From Tampa, we flew to Georgia where we united with friends that we hadn’t seen in about seven years. Our hosts were always close friends of ours and we were eager to not only see each other, but introduce our children to each other. Their children embraced Lil’ Z, just as their parents embraced us. Our friends welcomed us into their home and we stayed up late talking as if no time had passed. We cooked together and hosted a fast-breaking meal in Ramadan with others, including the family of the imam who married us. Sitting with the blessed guests that evening, I felt stifled not knowing where to begin with the dozens of conversations I wanted to have. And all being parents, our words and thoughts were punctuated by the cries, complaints, and needs of our children. The time, albeit short, was just what we needed to rekindle our connection and recommit ourselves to staying in better touch.
After a delicious meal and filling conversation, the imam stood to lead us in prayer. He reminded us to ready ourselves and concluded with four words that moved me deeply: “May Allah love you”. Tears filled my eyes remembering the very sweet fellowship of the beloved teachers and friends we reunited with. With them, I was reminded that the singular pursuit of Islam is attaining the love of God and the best friends are those who aid you in that pursuit. To share that common aim with people you love makes for a deep and meaningful friendship. Aside from our genuine connection to each other, we can plug into the same Source and bow down to the same Lord. We may come from varied backgrounds, cultures, and experiences but we share an ethereal bond that makes us like family.

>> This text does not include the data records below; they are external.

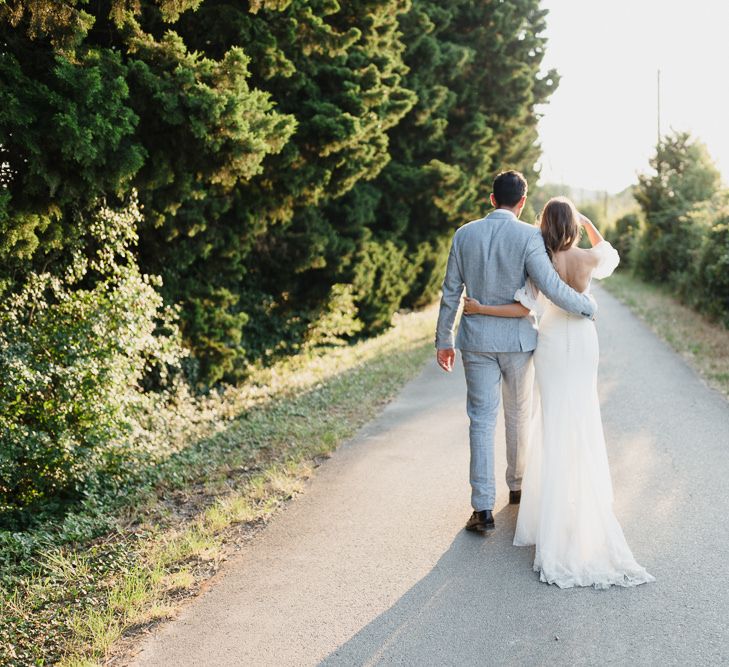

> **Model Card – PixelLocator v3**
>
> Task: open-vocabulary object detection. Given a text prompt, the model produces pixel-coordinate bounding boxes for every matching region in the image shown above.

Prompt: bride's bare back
[554,246,599,292]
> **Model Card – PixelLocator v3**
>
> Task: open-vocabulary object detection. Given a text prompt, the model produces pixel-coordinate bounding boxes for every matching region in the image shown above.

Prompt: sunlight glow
[540,0,729,192]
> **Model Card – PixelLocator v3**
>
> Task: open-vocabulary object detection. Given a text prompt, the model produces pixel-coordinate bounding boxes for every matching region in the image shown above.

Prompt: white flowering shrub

Though scattered in different places, virtual companionship has kept us in contact with our beloved friends but seeking out their physical presence helped to recharge our friendships. As Lil’ Z gets older, we’ll have to help her navigate how to select and sustain her own friendships. Until then, we’ll continue to convey the value of good companionship and the imperative to pursue it, regardless of the effort and energy it entails.